Capsaicin, when applied topically, has shown very promising results in patients with neurological pain, such as phantom limb and HIV neuropathy.  The Capsaicin found in cayenne peppers also has strong anti-inflammatory effects.

~Cayenne Pepper for Weight Loss~

While eating cayenne pepper won’t magically turn you into a model, the heat it produces in your body does mean you are burning a few extra calories.

~Cayenne Pepper for Cough Suppressant~

Cough keeping you up all night?  Mix a dash of cayenne pepper with a tablespoon of honey and melt that in with your favorite tea or a glass of warm water.  Sip on that for a while and your cough should subside enough to help you get to sleep.  I tried this last January when I had a really bad cold accompanied by a horrible cough.  Sure enough, it worked!

~Cayenne Pepper as an All-Natural Pet Repellent~

Cat chewing on your house plants?  Dog getting in your garden?  Well, a little bit of cayenne pepper sprinkled in these areas is a great way to ensure your pet will not try again (unless, of course, you have a very stubborn animal).  Cayenne Pepper is non-toxic to both your pet and your plants.  Our cat used to chew on a piece of fraying carpet in our old apartment.  My husband put a little cayenne pepper in the area and, after a few sneezes, he never chew again!  Just be careful not to put tons of the spice in a very concentrated area because it could burn your pet’s paws of nose.  The trick is to just make it uncomfortable for them when they enter the restricted area.

Precautions when using Cayenne Pepper

While cayenne pepper has many fine qualities, you have to be careful with a few things.  First off, you want to be careful when handling this pepper, even in its powder form.  If you’re sprinkling it out of a bottle,  you have less to worry about, just don’t handle large amounts of it for an extended period of time without wearing some hand protection.
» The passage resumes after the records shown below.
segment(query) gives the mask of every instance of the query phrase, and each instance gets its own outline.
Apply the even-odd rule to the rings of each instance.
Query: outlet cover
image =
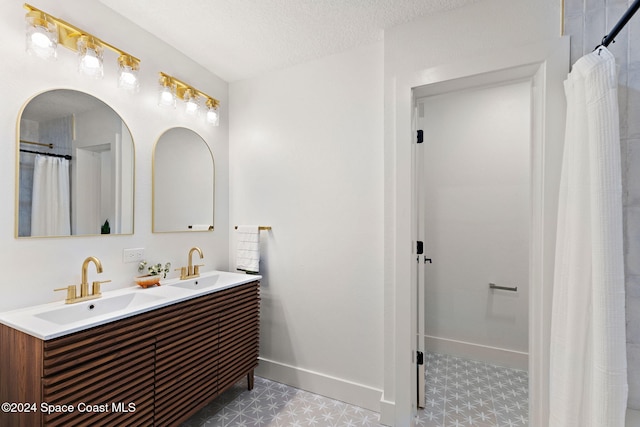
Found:
[[[122,262],[140,262],[144,260],[144,248],[122,250]]]

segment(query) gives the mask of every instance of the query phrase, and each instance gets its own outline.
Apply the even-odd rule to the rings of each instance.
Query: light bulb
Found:
[[[207,123],[214,126],[218,126],[220,123],[220,114],[218,113],[218,107],[210,107],[207,109]]]
[[[187,114],[196,114],[200,106],[198,105],[198,95],[194,94],[193,89],[187,88],[182,96],[184,99],[184,111]]]
[[[138,70],[140,62],[129,55],[120,55],[118,58],[119,76],[118,87],[127,92],[137,92],[140,89]]]
[[[101,79],[104,76],[102,46],[93,37],[80,36],[77,47],[78,71],[87,77]]]
[[[42,12],[32,11],[26,16],[27,52],[44,59],[55,59],[58,47],[58,27]]]

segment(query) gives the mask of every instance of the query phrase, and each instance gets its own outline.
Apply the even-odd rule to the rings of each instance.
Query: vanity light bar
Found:
[[[205,107],[207,108],[207,121],[214,126],[218,126],[220,101],[186,84],[180,79],[163,72],[159,74],[161,98],[159,105],[175,107],[175,102],[172,103],[170,100],[167,100],[167,91],[170,91],[174,97],[180,98],[187,103],[187,113],[194,113],[196,111],[193,110],[193,103],[197,105],[198,98],[202,98],[205,100]],[[195,110],[197,110],[197,107]]]
[[[71,25],[70,23],[63,21],[62,19],[49,15],[48,13],[28,3],[24,4],[24,8],[28,11],[26,19],[30,25],[34,27],[55,27],[54,31],[57,33],[57,44],[61,44],[62,46],[73,52],[78,53],[82,48],[82,44],[84,44],[88,45],[89,48],[94,51],[107,48],[117,53],[119,55],[118,65],[121,78],[122,73],[132,75],[136,79],[136,82],[131,83],[128,89],[131,87],[135,87],[137,89],[137,75],[135,73],[137,73],[137,71],[140,69],[140,59],[121,49],[118,49],[117,47],[105,42],[104,40],[99,39],[93,34],[84,31],[74,25]]]

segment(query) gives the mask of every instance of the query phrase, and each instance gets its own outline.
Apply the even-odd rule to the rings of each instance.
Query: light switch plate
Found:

Like most hot peppers, cayenne pepper can burn your skin.  You also have to be very careful not to rub cayenne pepper in your eyes after handling it.  While you won’t go blind you will be in a lot of pain, and there is little you can do about it (cayenne pepper is what they use to make pepper spray with).  Make sure you wash your hands (and under your fingernails) after handling it.  Also, you want to keep cayenne pepper away from intense, direct heat.  Heating peppers brings out more flavor, but heating them too much can create fumes that will make you cough uncontrollably.  Truth me, it’s really bad.  My husband and I learned the hard way.  Being aware of the fumes is especially important if you have asthma or other lung problems.  Lastly, what goes in spicy will come out spicy.  You have been warned!

Cayenne Pepper Nutrition Highlights (%DV = percent of daily value)

In 1 tbsp:

  • Calories 17
  • Vitamin A 44% DV
  • Vitamin C 6% DV
  • Iron 2% DV
  • Vitamin B-6 5%  DV
  • Magnesium 2% DV           

Cayenne Pepper In the Kitchen

  • Use these spicy peppers on sweet potato cubes sautéed in grass-fed butter.  The sweet and spicy combination gives way to a very savory dish.
  • A pinch of cayenne pepper on deviled eggs will certainly spice up any party.
  • Use cayenne pepper instead of black pepper to add variety to you usual cusine.
  • Add cayenne pepper to chili of soup to make it even hotter.
  • Mix in cayenne pepper with your chicken, tuna, or egg salad.
  • And, don’t forget to experiment! 

REFERENCES: Home cooking with Hot ChilisRed Pepper Encyclopedia; David M. Simpson, MD,  Stephen Brown, MD, Jeffrey Tobias, MD; Controlled trial of high-concentration capsaicin patch for treatment of painful HIV neuropath; Neurology June 10, 2008 vol. 70 no. 24 2305-2313; USDA

Originally posted 2013-09-24 12:30:45.